A Radiocafé tem 10 anos e, ainda no antigo Cultural, fizeram parte de uma coletânea de bandas organizada pela casa, mas desde então, no espaço atual, só tinham tido a oportunidade de se apresentarem uma vez, durante o festival Grito Rock. "A gente tá tendo uma oportunidade que pouca gente tem, de chegar no cultural e tocar nosso disco inteiro, e o som aqui é muito bom", fala Rodrigo. Para 2016 tem álbum novo sendo lançado ainda no primeiro semestre, o disco foi financiado pela Lei Murilo Mendes, e agora, com um material novinho em mãos, pretendem tocar muito pela cidade. Nesse terceiro trabalho da banda, gravaram com um dos maiores quartetos de corda do Brasil, que costuma acompanhar artistas como o Caetano Veloso e a Marisa Monte. Além disso, houve a inclusão de um trio de metais e o Walmer Carvalho comandando o saxofone. Em breve, um videoclipe que está em fase de edição, será também lançado e disponibilizado na internet.

Radiocafé - Crédito: Carime Elmor

Ao final, troquei uma ideia com o Sandro Massafera da produtora Arena Rock. Analisando o ano passado (como boa frequentadora dos eventos da Arena) sei que não contemplaram a música autoral de Juiz de Fora. Colocaram vários músicos e bandas da cidade para tocar frequentemente, sem dúvida, mas eram sempre bandas cover ou que faziam releituras. Por isso, fiquei bastante contente quando vi que deram largada em 2016, promovendo uma noite de sábado no Cultural com bandas que tocam repertório autoral. O Sandro me explicou que a Arena tinha um projeto engavetado chamado Rock Set, em que três bandas autorais e independentes de Juiz de Fora tocariam 45 minutos de repertório próprio. Porém, segundo ele, estava sendo complicado colocar a ideia pra rodar em uma casa de show, em que realmente não tem ou tinha o propósito de movimentar a cultura de bandas com som autoral.

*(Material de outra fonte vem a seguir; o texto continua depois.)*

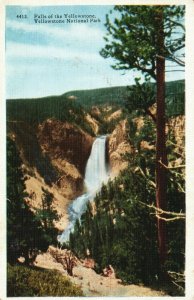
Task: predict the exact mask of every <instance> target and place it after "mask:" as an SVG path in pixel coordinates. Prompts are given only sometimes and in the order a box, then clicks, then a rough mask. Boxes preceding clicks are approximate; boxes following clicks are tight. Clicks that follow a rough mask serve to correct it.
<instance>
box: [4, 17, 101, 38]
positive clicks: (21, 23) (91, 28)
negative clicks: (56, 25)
mask: <svg viewBox="0 0 194 300" xmlns="http://www.w3.org/2000/svg"><path fill="white" fill-rule="evenodd" d="M62 26H64V27H62ZM65 26H66V25H65V24H62V25H61V26H60V27H58V26H56V27H54V26H53V24H50V25H46V24H39V23H38V24H28V23H22V22H17V21H15V20H7V22H6V27H7V28H10V29H12V30H21V31H24V32H27V33H30V32H31V33H37V34H38V33H39V34H43V35H47V36H49V37H50V36H52V37H55V38H58V39H65V38H68V39H71V40H84V39H92V40H93V41H96V40H102V37H103V31H102V30H100V29H99V28H97V27H91V26H88V25H87V24H79V25H78V24H70V25H69V26H66V27H65Z"/></svg>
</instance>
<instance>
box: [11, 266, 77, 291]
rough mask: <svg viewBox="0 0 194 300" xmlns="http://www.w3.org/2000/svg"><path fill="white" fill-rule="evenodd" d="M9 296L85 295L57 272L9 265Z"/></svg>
mask: <svg viewBox="0 0 194 300" xmlns="http://www.w3.org/2000/svg"><path fill="white" fill-rule="evenodd" d="M7 296H8V297H21V296H23V297H29V296H83V293H82V291H81V289H80V288H79V287H77V286H76V285H74V284H72V283H71V281H70V280H69V279H68V278H67V277H65V276H63V275H61V274H60V273H59V272H58V271H56V270H43V269H37V268H35V267H26V266H22V265H15V266H11V265H9V264H8V269H7Z"/></svg>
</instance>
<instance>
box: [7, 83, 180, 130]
mask: <svg viewBox="0 0 194 300" xmlns="http://www.w3.org/2000/svg"><path fill="white" fill-rule="evenodd" d="M153 88H154V84H153ZM184 89H185V84H184V80H178V81H172V82H167V83H166V103H167V115H169V116H173V115H180V114H184ZM70 96H74V97H75V98H74V99H68V97H70ZM127 99H129V100H130V89H129V88H128V87H125V86H123V87H111V88H101V89H94V90H80V91H71V92H67V93H65V94H63V95H61V96H51V97H44V98H37V99H14V100H10V99H9V100H7V120H8V122H13V121H20V122H21V121H22V122H25V124H28V125H30V124H31V125H32V124H40V123H41V122H43V121H44V120H46V119H48V118H55V119H57V120H61V121H67V122H70V123H73V124H76V125H77V126H78V127H80V128H82V129H85V130H86V131H87V132H89V133H91V134H93V132H92V129H91V128H90V126H89V124H88V123H87V122H85V120H84V116H85V112H84V109H86V110H87V111H90V109H91V107H92V106H99V105H104V104H105V105H112V106H116V107H119V108H123V107H125V102H126V100H127ZM131 101H133V105H135V104H136V101H135V99H131ZM83 108H84V109H83Z"/></svg>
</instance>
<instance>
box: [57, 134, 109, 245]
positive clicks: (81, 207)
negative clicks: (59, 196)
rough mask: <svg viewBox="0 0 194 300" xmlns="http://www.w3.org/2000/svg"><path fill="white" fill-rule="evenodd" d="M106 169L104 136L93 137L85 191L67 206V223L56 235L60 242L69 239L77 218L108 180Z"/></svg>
mask: <svg viewBox="0 0 194 300" xmlns="http://www.w3.org/2000/svg"><path fill="white" fill-rule="evenodd" d="M108 177H109V175H108V169H107V165H106V136H104V135H103V136H99V137H97V138H96V139H95V141H94V143H93V145H92V150H91V153H90V156H89V158H88V161H87V164H86V170H85V178H84V183H85V188H86V192H85V193H84V194H83V195H81V196H79V197H77V198H76V199H75V200H74V201H73V202H72V203H71V204H70V205H69V208H68V215H69V225H68V227H67V228H66V229H65V230H64V232H63V233H62V234H61V235H60V236H59V237H58V241H59V242H60V243H64V242H67V241H68V240H69V235H70V232H73V229H74V225H75V222H76V220H77V219H80V217H81V215H82V214H83V213H84V212H85V211H86V208H87V203H88V202H89V201H92V200H93V199H94V197H95V195H96V193H97V192H98V191H99V190H100V188H101V186H102V183H103V182H104V183H107V181H108Z"/></svg>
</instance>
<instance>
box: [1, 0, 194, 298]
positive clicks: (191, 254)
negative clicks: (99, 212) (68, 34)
mask: <svg viewBox="0 0 194 300" xmlns="http://www.w3.org/2000/svg"><path fill="white" fill-rule="evenodd" d="M114 4H128V5H138V4H139V5H152V4H153V5H154V4H161V5H165V4H168V5H173V4H174V5H181V4H182V5H186V73H185V75H186V76H185V80H186V207H187V220H186V225H187V226H186V296H185V297H176V299H177V298H181V299H191V300H193V299H194V199H193V198H194V197H193V195H194V99H193V96H194V0H168V1H167V0H160V1H156V0H127V1H126V0H122V1H112V0H105V1H103V2H102V1H100V0H95V1H92V0H84V1H83V2H81V1H79V0H55V1H54V0H3V1H1V0H0V28H1V30H0V45H1V46H0V47H1V48H0V49H1V52H0V70H1V71H0V72H1V73H0V74H1V75H2V76H1V83H0V84H1V86H0V104H1V106H0V170H1V173H2V176H1V180H0V196H1V197H0V214H1V215H0V217H1V218H0V299H6V201H5V195H6V187H5V180H6V178H5V177H6V175H5V174H6V168H5V161H6V148H5V141H6V139H5V136H6V113H5V63H4V61H5V60H4V58H5V51H4V49H5V33H4V24H5V6H6V5H25V6H28V5H31V6H44V5H45V6H50V5H55V6H59V5H114ZM33 298H35V297H33ZM38 298H39V299H44V300H45V297H38ZM55 298H57V297H46V299H52V300H53V299H55ZM63 298H64V297H63ZM73 298H74V297H73ZM86 298H89V297H83V299H86ZM103 298H106V297H92V299H103ZM109 298H113V297H109ZM116 298H117V299H123V297H114V299H116ZM124 298H125V299H126V298H129V299H131V300H132V299H138V298H139V297H124ZM143 298H144V297H143ZM146 298H147V299H149V298H150V299H155V297H146ZM163 298H164V297H157V298H156V299H163ZM166 298H167V299H168V297H165V299H166ZM8 299H12V298H8ZM13 299H16V298H13ZM17 299H23V298H17ZM25 299H32V298H25ZM65 299H72V297H65ZM75 299H77V297H75Z"/></svg>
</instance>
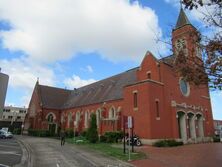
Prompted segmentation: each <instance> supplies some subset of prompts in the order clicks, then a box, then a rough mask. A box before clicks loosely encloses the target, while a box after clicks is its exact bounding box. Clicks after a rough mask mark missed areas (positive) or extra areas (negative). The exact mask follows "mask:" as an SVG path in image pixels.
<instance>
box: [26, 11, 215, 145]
mask: <svg viewBox="0 0 222 167" xmlns="http://www.w3.org/2000/svg"><path fill="white" fill-rule="evenodd" d="M190 34H192V39H194V38H197V37H198V32H197V30H196V28H195V27H194V26H193V25H192V24H191V23H190V22H189V20H188V18H187V17H186V15H185V13H184V11H183V10H182V9H181V11H180V15H179V17H178V20H177V24H176V26H175V29H173V31H172V44H173V45H172V46H173V55H171V56H168V57H165V58H162V59H159V60H158V59H156V58H155V57H154V56H153V54H152V53H150V52H147V53H146V54H145V56H144V59H143V61H142V62H141V64H140V66H139V67H136V68H134V69H131V70H128V71H126V72H123V73H121V74H118V75H115V76H112V77H110V78H107V79H104V80H101V81H98V82H96V83H93V84H90V85H87V86H84V87H81V88H78V89H74V90H66V89H59V88H54V87H49V86H44V85H40V84H39V82H37V83H36V85H35V88H34V91H33V94H32V98H31V101H30V104H29V108H28V114H27V117H26V121H25V122H26V124H25V128H26V129H28V128H33V129H51V128H53V129H54V130H55V131H58V129H61V128H62V129H64V128H75V130H76V131H78V132H82V131H84V130H86V129H87V128H88V126H89V121H90V115H91V114H92V113H95V114H96V117H97V127H98V132H99V135H102V134H104V132H106V131H116V130H123V117H124V116H132V117H133V119H134V132H135V133H136V134H137V135H138V136H139V137H140V138H141V139H142V142H143V143H147V144H150V143H152V142H155V141H156V140H159V139H167V138H169V139H178V140H182V141H183V142H184V143H187V142H202V141H205V140H209V137H210V136H212V135H213V134H214V129H213V117H212V110H211V103H210V96H209V89H208V85H200V86H199V87H198V86H195V85H192V84H191V83H188V82H186V81H185V79H183V78H182V77H181V76H179V75H178V74H177V73H176V72H175V70H173V66H174V62H175V61H176V59H177V56H179V54H178V53H179V52H180V51H181V50H182V49H183V50H185V53H186V56H190V58H195V59H199V60H200V61H201V55H200V52H199V49H198V47H199V44H198V43H194V42H193V40H192V39H191V38H190V37H191V35H190Z"/></svg>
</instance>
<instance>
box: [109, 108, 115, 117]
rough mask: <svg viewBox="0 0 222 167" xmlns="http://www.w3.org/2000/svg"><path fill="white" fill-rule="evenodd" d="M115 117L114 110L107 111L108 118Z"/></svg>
mask: <svg viewBox="0 0 222 167" xmlns="http://www.w3.org/2000/svg"><path fill="white" fill-rule="evenodd" d="M115 117H116V113H115V109H114V108H113V107H112V108H111V109H110V110H109V118H115Z"/></svg>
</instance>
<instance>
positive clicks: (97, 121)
mask: <svg viewBox="0 0 222 167" xmlns="http://www.w3.org/2000/svg"><path fill="white" fill-rule="evenodd" d="M100 119H101V109H98V110H96V124H97V127H99V123H100Z"/></svg>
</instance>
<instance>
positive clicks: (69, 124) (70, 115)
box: [68, 113, 72, 127]
mask: <svg viewBox="0 0 222 167" xmlns="http://www.w3.org/2000/svg"><path fill="white" fill-rule="evenodd" d="M71 123H72V113H69V115H68V127H70V125H71Z"/></svg>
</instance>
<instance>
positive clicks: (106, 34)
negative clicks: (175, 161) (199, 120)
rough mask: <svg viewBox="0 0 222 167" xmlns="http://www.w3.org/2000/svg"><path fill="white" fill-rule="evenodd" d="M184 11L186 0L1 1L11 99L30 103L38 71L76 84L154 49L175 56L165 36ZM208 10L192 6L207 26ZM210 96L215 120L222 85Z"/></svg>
mask: <svg viewBox="0 0 222 167" xmlns="http://www.w3.org/2000/svg"><path fill="white" fill-rule="evenodd" d="M179 10H180V4H179V0H138V1H136V0H93V1H91V0H38V1H36V0H1V1H0V68H1V69H2V72H3V73H6V74H8V75H9V77H10V79H9V85H8V90H7V96H6V105H13V106H26V107H27V106H28V104H29V101H30V98H31V94H32V91H33V88H34V86H35V83H36V81H37V78H39V82H40V84H43V85H49V86H55V87H60V88H66V89H74V88H78V87H81V86H84V85H87V84H90V83H93V82H95V81H98V80H101V79H104V78H107V77H109V76H112V75H115V74H118V73H121V72H124V71H126V70H129V69H131V68H134V67H137V66H139V65H140V63H141V60H142V59H143V57H144V55H145V53H146V51H148V50H149V51H151V52H152V53H153V54H154V55H155V56H156V57H157V58H160V57H164V56H168V55H170V54H171V51H170V48H171V46H170V45H167V44H165V43H164V42H162V41H170V39H171V31H172V28H173V27H174V26H175V24H176V21H177V17H178V14H179ZM201 10H202V9H199V10H196V11H192V12H190V11H185V12H186V13H187V16H188V18H189V20H190V21H191V23H192V24H193V25H194V26H195V27H196V28H198V29H199V30H200V31H201V32H202V33H208V30H207V29H205V26H204V24H203V22H202V21H201V20H202V19H201V17H202V15H201V12H200V11H201ZM157 39H161V41H158V40H157ZM211 102H212V109H213V116H214V119H222V114H221V107H220V103H221V102H222V92H218V91H214V92H211Z"/></svg>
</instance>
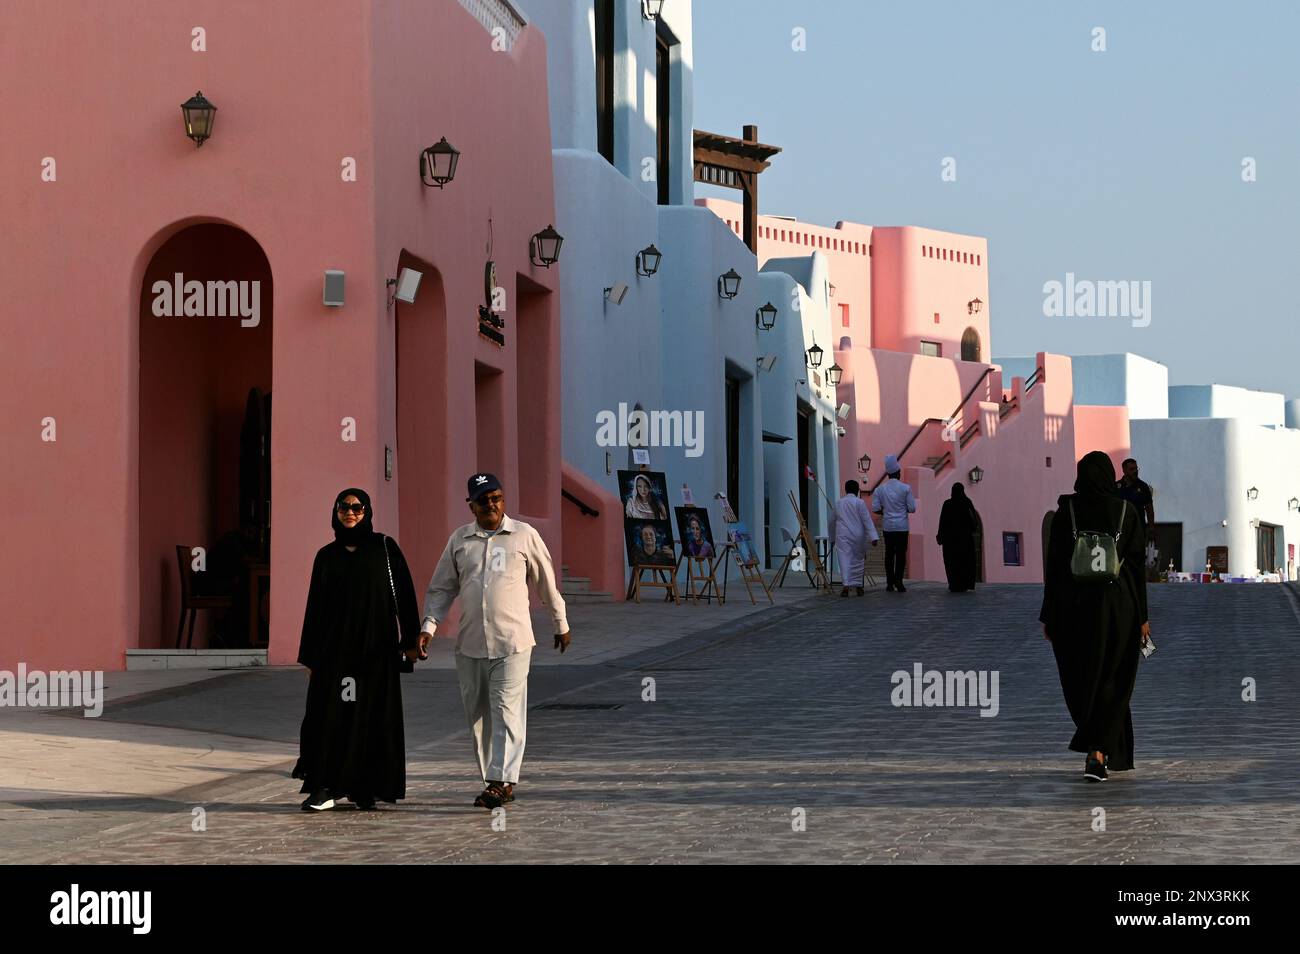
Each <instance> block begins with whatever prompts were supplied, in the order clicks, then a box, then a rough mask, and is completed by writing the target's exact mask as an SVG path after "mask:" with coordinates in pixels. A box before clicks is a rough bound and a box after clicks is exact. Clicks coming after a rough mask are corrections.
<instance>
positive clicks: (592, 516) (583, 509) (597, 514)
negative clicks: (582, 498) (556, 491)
mask: <svg viewBox="0 0 1300 954" xmlns="http://www.w3.org/2000/svg"><path fill="white" fill-rule="evenodd" d="M560 496H563V498H564V499H565V500H571V502H572V503H576V504H577V508H578V509H580V511H582V516H585V517H598V516H601V511H598V509H597V508H595V507H589V506H588V504H585V503H582V502H581V500H578V499H577V498H576V496H573V494H571V493H569V491H567V490H564V489H563V487H562V489H560Z"/></svg>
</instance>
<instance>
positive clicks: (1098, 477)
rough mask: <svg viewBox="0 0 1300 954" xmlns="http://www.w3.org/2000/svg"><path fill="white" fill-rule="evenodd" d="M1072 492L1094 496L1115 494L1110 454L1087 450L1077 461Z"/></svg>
mask: <svg viewBox="0 0 1300 954" xmlns="http://www.w3.org/2000/svg"><path fill="white" fill-rule="evenodd" d="M1074 493H1076V494H1084V495H1095V496H1117V495H1118V491H1117V490H1115V465H1114V464H1112V463H1110V455H1109V454H1104V452H1101V451H1089V452H1088V454H1084V455H1083V459H1082V460H1080V461H1079V476H1078V477H1076V478H1075V481H1074Z"/></svg>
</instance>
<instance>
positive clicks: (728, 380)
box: [727, 376, 741, 517]
mask: <svg viewBox="0 0 1300 954" xmlns="http://www.w3.org/2000/svg"><path fill="white" fill-rule="evenodd" d="M727 500H728V502H729V503H731V506H732V511H735V513H736V516H737V517H740V516H741V509H740V508H741V499H740V381H738V380H737V378H733V377H729V376H728V378H727Z"/></svg>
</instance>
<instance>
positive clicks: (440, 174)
mask: <svg viewBox="0 0 1300 954" xmlns="http://www.w3.org/2000/svg"><path fill="white" fill-rule="evenodd" d="M459 162H460V149H458V148H456V147H455V146H452V144H451V143H448V142H447V136H442V139H439V140H438V142H435V143H434V144H433V146H430V147H429V148H428V149H425V151H424V152H421V153H420V181H421V182H424V185H426V186H430V187H432V186H437V187H438V188H442V187H443V186H446V185H447V183H448V182H451V181H452V179H454V178H456V164H459Z"/></svg>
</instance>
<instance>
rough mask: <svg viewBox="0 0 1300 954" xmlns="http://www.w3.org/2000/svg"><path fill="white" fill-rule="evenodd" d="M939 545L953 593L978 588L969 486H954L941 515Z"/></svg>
mask: <svg viewBox="0 0 1300 954" xmlns="http://www.w3.org/2000/svg"><path fill="white" fill-rule="evenodd" d="M939 546H941V547H943V548H944V572H945V573H948V589H949V590H952V591H953V593H962V591H965V590H974V589H975V504H972V503H971V499H970V498H969V496H966V487H963V486H962V485H961V483H959V482H958V483H953V494H952V496H950V498H948V499H946V500H944V508H943V509H941V511H940V512H939Z"/></svg>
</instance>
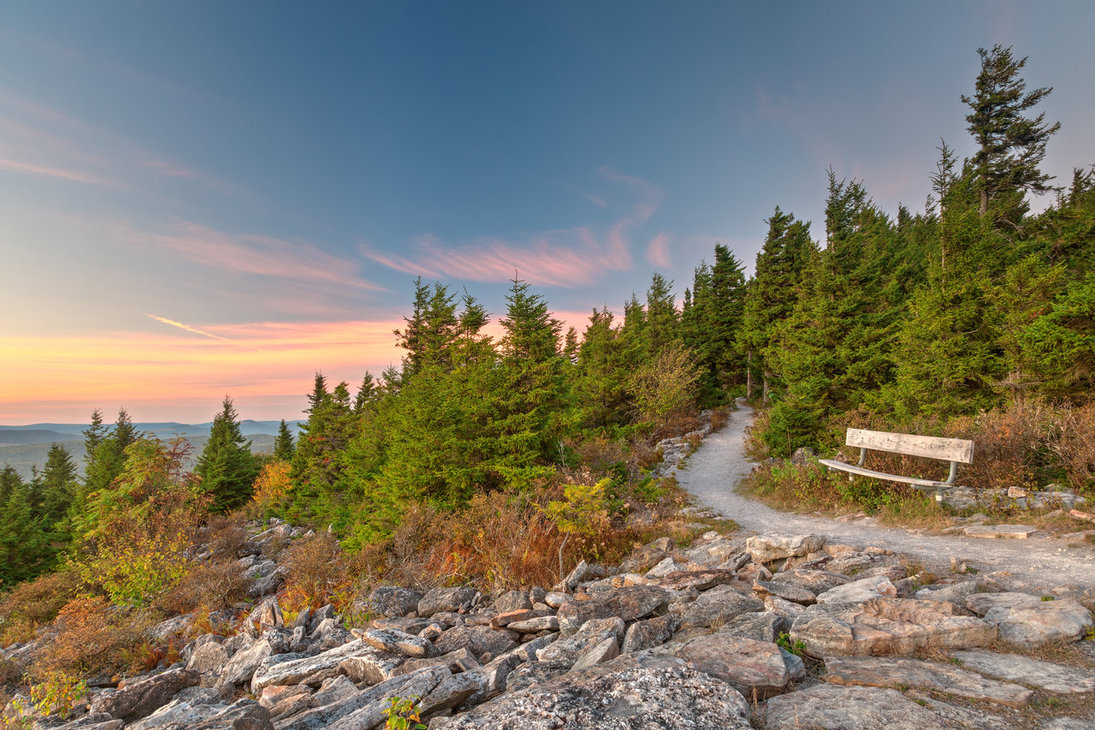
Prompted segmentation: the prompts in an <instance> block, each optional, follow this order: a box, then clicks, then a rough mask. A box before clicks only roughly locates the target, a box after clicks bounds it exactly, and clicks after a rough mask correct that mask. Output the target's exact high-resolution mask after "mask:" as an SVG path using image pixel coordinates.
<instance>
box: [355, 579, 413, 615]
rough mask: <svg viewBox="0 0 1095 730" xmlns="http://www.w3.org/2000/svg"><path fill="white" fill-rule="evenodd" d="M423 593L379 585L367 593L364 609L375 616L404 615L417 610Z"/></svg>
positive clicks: (402, 588) (410, 590)
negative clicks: (377, 588) (374, 589)
mask: <svg viewBox="0 0 1095 730" xmlns="http://www.w3.org/2000/svg"><path fill="white" fill-rule="evenodd" d="M422 598H423V594H422V592H419V591H415V590H411V589H410V588H401V587H399V586H381V587H380V588H378V589H376V590H373V591H372V593H369V598H368V599H366V600H365V610H366V611H368V612H369V613H371V614H372V615H373V616H376V617H377V618H389V617H392V616H405V615H407V614H408V613H411V612H412V611H417V610H418V602H419V601H422Z"/></svg>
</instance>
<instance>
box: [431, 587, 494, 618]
mask: <svg viewBox="0 0 1095 730" xmlns="http://www.w3.org/2000/svg"><path fill="white" fill-rule="evenodd" d="M479 598H480V593H479V591H476V590H475V589H474V588H461V587H457V588H435V589H431V590H430V591H428V592H427V593H426V594H425V595H424V596H422V600H420V601H418V615H419V616H425V617H429V616H433V615H434V614H437V613H466V612H468V611H470V610H471V607H472V606H473V605H474V604H475V602H476V601H477V600H479Z"/></svg>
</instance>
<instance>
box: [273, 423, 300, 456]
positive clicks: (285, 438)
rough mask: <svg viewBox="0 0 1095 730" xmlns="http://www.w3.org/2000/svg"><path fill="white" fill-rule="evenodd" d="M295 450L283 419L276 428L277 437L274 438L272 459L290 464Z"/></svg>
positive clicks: (286, 425) (291, 440)
mask: <svg viewBox="0 0 1095 730" xmlns="http://www.w3.org/2000/svg"><path fill="white" fill-rule="evenodd" d="M295 450H296V447H295V444H293V441H292V433H291V432H290V431H289V427H288V426H287V425H286V422H285V419H284V418H283V419H281V422H280V424H278V427H277V436H275V437H274V457H275V459H277V460H279V461H284V462H291V461H292V453H293V451H295Z"/></svg>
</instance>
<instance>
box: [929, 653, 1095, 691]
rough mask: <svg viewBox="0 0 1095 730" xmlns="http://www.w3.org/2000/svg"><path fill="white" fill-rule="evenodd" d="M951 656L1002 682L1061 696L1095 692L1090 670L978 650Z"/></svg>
mask: <svg viewBox="0 0 1095 730" xmlns="http://www.w3.org/2000/svg"><path fill="white" fill-rule="evenodd" d="M950 656H952V657H954V658H955V659H957V660H958V661H959V662H961V665H963V667H966V668H969V669H971V670H975V671H977V672H980V673H982V674H988V675H989V676H995V677H998V679H1001V680H1007V681H1010V682H1022V683H1023V684H1030V685H1034V686H1036V687H1040V688H1041V690H1047V691H1049V692H1057V693H1059V694H1072V693H1083V692H1095V673H1093V672H1091V671H1090V670H1084V669H1080V668H1076V667H1063V665H1061V664H1054V663H1052V662H1048V661H1040V660H1038V659H1031V658H1029V657H1022V656H1019V654H1002V653H996V652H994V651H983V650H975V649H970V650H965V651H953V652H950Z"/></svg>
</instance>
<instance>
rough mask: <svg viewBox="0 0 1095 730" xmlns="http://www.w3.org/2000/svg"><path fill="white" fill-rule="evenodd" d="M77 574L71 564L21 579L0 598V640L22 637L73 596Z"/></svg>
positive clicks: (29, 636) (28, 638) (44, 622)
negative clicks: (63, 567) (34, 575)
mask: <svg viewBox="0 0 1095 730" xmlns="http://www.w3.org/2000/svg"><path fill="white" fill-rule="evenodd" d="M79 589H80V576H79V573H78V572H77V571H76V570H73V569H72V568H70V567H65V568H61V569H60V570H58V571H57V572H54V573H48V575H45V576H38V577H37V578H35V579H34V580H31V581H26V582H23V583H20V584H19V586H16V587H15V589H14V590H13V591H12V592H11V593H9V594H8V595H5V596H4V598H3V600H2V601H0V616H2V618H0V630H2V633H0V642H2V644H11V642H12V641H25V640H27V639H30V638H33V636H34V631H35V629H36V628H37V627H38V626H41V625H43V624H46V623H48V622H50V621H53V619H54V617H56V616H57V612H58V611H60V610H61V607H62V606H64V605H65V604H66V603H68V602H69V601H71V600H72V599H73V598H76V594H77V591H78V590H79Z"/></svg>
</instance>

Depois de um 2015 mais efervescente para os compositores daqui, a Arena Rock anunciou o evento no formato do idealizado, o Rock Set. Lembro bem de quando abri o facebook e vi, me deixou muito feliz e logo enviei uma mensagem para um dos músicos da The Basement, animada com a notícia. Eu acho que o que a produtora realizou serve de incentivo para as bandas continuarem criando e gravando. A gente espera, agora, que mais eventos como esse apareçam ao longo do ano. Essa é a forma de fazer com que as bandas mostrem seu som, mais pessoas se interessem e comessem a frequentar os eventos, chamem os amigos e assim, a cada vez a casa vai conseguir vender mais ingressos, como um ciclo que vai se adaptando e envolvendo o público. Para Sandro, "o principal para a cena autoral acontecer, são as bandas se envolverem. A gente tem que fazer com que esses músicos entendam que o autoral vai funcionar na nossa região, na nossa cidade, se eles fizerem o público deles. O som que eles fazem é para o público, eles têm que carregar essa galera junto com eles, onde quer que eles apareçam". E ao final, quando perguntei sobre como a Arena Rock pode contribuir, o Sandro falou "trabalhando mais com as bandas, incentivando mais e fazendo com que aconteçam outras noites como essa".